Thursday, April 17, 2008

The Sixth Sunday of Easter (A)

The Sixth Sunday of Easter (A)

Acts 17:22-31; Psalm 66:7-18; I Peter 3:13-22; John 14:15-21
(Revised Common Lectionary)

Religion played many roles in the ancient world, including personal comfort, public ceremony to augment cultural identity and philosophical inquiry. Luke presents Paul's encounter with philosophers in Athens. Paul starts with a deist argument that would have made immediate sense to his listeners. Noting an altar to an unknown god, he then proclaims that all past religious/philosophical striving now comes to fruition in one whom God "has given assurance to all by raising him from the dead."

The psalmist recounts past ordeals and regards them as God's testing. Switching to the first person singular, he testifies "what God has done for me."

The epistle writer moves with agility between practical admonitions to believers for personal behavior and cosmic claims about God's actions through Christ. He suffered so could we. God brought Noah safely through the flood which destroyed the world, so we come through baptism to a safe place. All this is possible because Jesus Christ was raised and now reigns in heaven.

Although placed by John just before his arrest, the church places these words of Jesus in the liturgical year as preparation for his ascension and the Feast of Pentecost. Jesus commands love among those who believe. He then promises "the spirit of truth," " an Advocate," literally an ally in court. Evidence of this spirit will be found in those who believe. Revelation will continue in this new community bound by Jesus to God and supported by the Spirit.

Whether one takes the approach of Derrida's endless deferral of final meaning with its concomitant passion for the impossible or Marion's superabundance, postmodern impulses reject Western Modernity's tendency to confine God to human reason and understanding, which limit or eliminate possibilities for new revelation.
Among the gospel writers, Luke and John insist on God's ongoing revelation and provide the means for it-- the promises of Jesus of his continuing presence and revelation, the gift of the Spirit/advocate and the identification of the church as the community for further revelation.
"Pure fidelity [to past interpretation, "tradition"] is death but so is pure infidelity.
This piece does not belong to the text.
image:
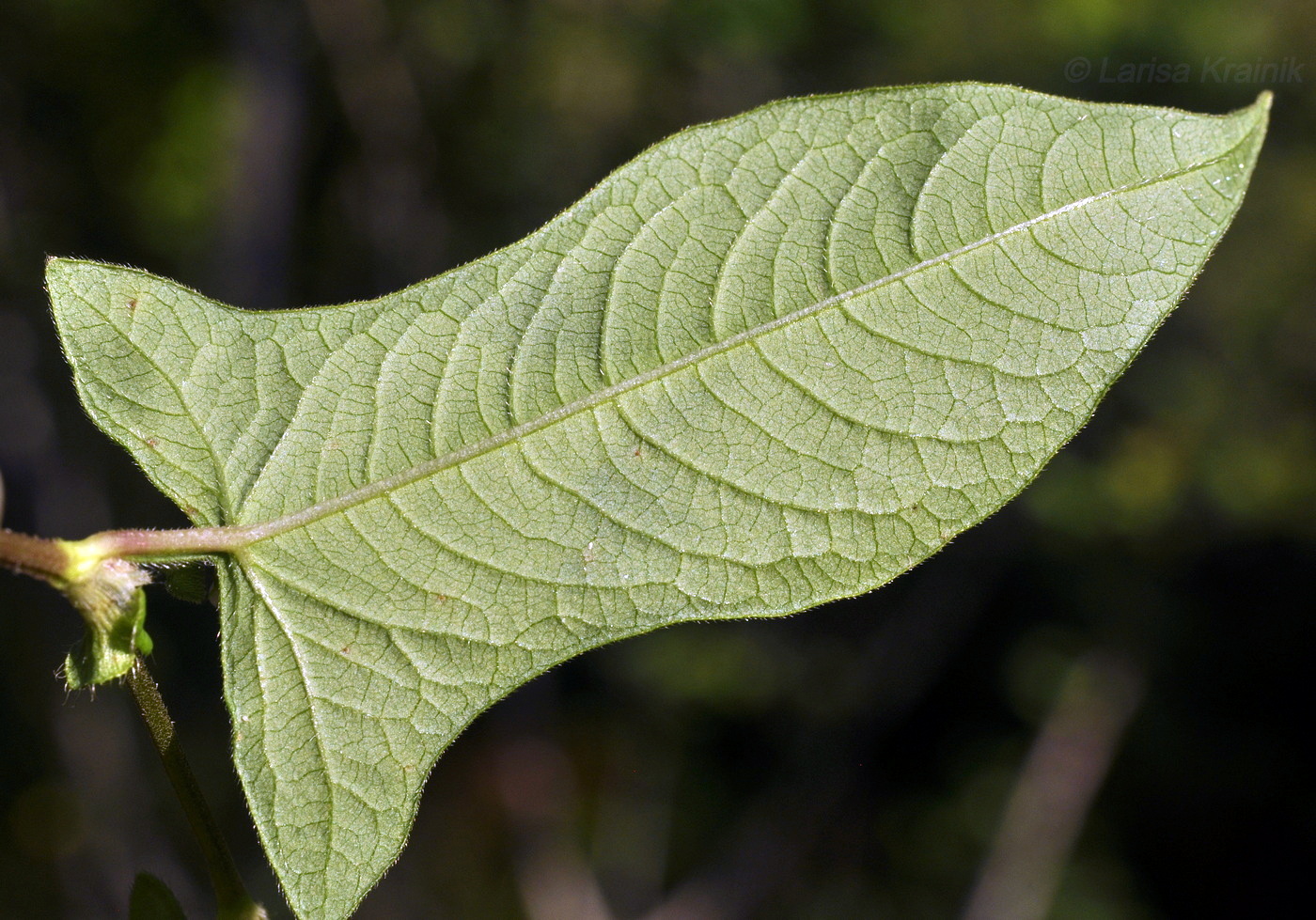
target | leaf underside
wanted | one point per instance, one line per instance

The art of the heir is to maintain the greatest possible tension between fidelity and infidelity...," writes John Caputo (
The Prayers and Tears of Jacques Derrida, p. 184). However, which is more deadly? New revelation can be corrected by the community of believers, although there are risks. But eliminating the possibility for God to speak anew, (or at least to be heard) is death by self-satisfaction. Those who live by the biblical promises are invited insistently to hear God anew.